Although the group had start-up costs of less than $1 million, its task was daunting. The team had to develop an entire curriculum from scratch and design proprietary interactive software that would allow mentors to critique students by drawing over their work. To spread the word, the co-founders relied on Internet forums and reached out to their friends and colleagues to serve as mentors.
After about three years of preparation, the team launched its school in March. Today, the unaccredited program includes weekly audiovisual lectures from animation experts and interactive question-and-answer sessions. Students post their work on the website and receive feedback from industry professionals.
Despite strong response, there were some early glitches. Some students initially had trouble linking their computers to the school’s website. One student in Tahiti at first couldn’t receive streaming video because of that government’s restrictions on Internet pornography.
Right away, though, the mentors were struck by the new ways of learning possible only in the interactive classroom.

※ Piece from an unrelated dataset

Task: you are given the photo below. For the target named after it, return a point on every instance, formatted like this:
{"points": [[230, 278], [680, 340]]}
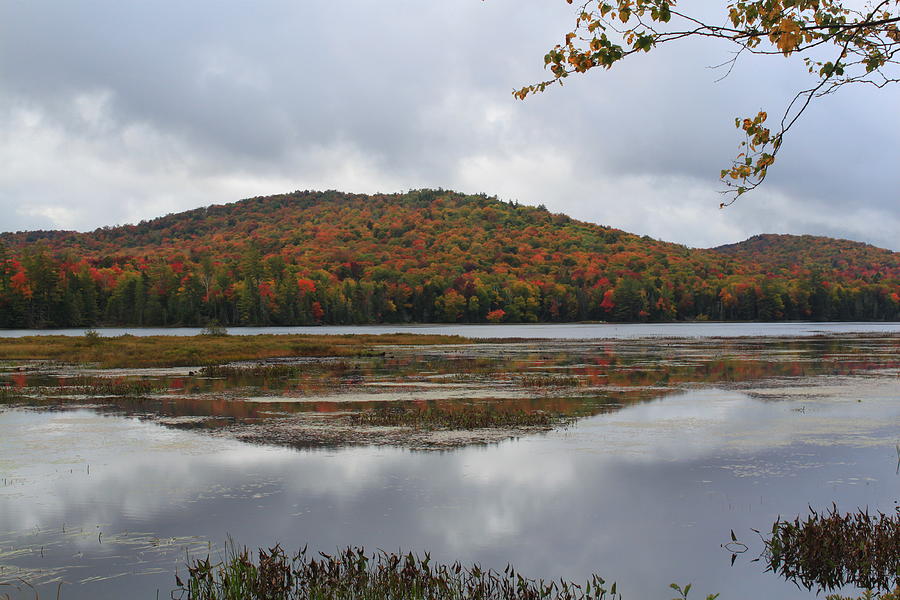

“We can see raw talent while it’s shaping and can help form it,” said Schleifer, who works at DreamWorks’ Northern California campus, PDI/DreamWorks.
Gail Currey, vice president and general manager of Lucasfilm Animation, agreed.
“What we’ve found is that talent isn’t confined to one part of the world,” Currey said. The school, half of whose students are American, has “the ability to pull in people from all over.”
Some students have landed jobs through the school at Walt Disney Co., Fox’s Blue Sky Studios and some smaller outfits.
Among them is Christopher Caufield, a former homicide detective who is pursuing his childhood passion for cartoons. After losing several friends in the Sept. 11, 2001, terrorist attacks, Caufield decided to switch to a less stressful career.
“I loved being a cop, but it was 20 years and I’d seen a lot,” said Caufield, 40.
“Animation has always been a release for me. It always made me happy.”
Caufield enrolled at the New York-based School of Visual Arts to learn the business but found that the computer animation instruction there was limited. He signed up with AnimationMentor.com after learning about the program on the Internet.
Now in his third semester, Caufield credits the school with helping him land a job on the IFC animated television show “Hopeless Pictures,” about a dysfunctional independent studio.
“They really taught me the rules and the basics that come second nature to more experienced artists,” he said.
Shakeel Noor, a 30-year-old graphic designer from Pakistan, said he felt the same way.
Noor needed an online school because he couldn’t afford to come to the U.S. to study. His family relies on the income from his job at an information technology company in United Arab Emirates. Noor sold his car to pay the tuition.
He has no regrets, he said. Noor said he believed that his professors were “preparing us for the studios. They are not holding anything back.”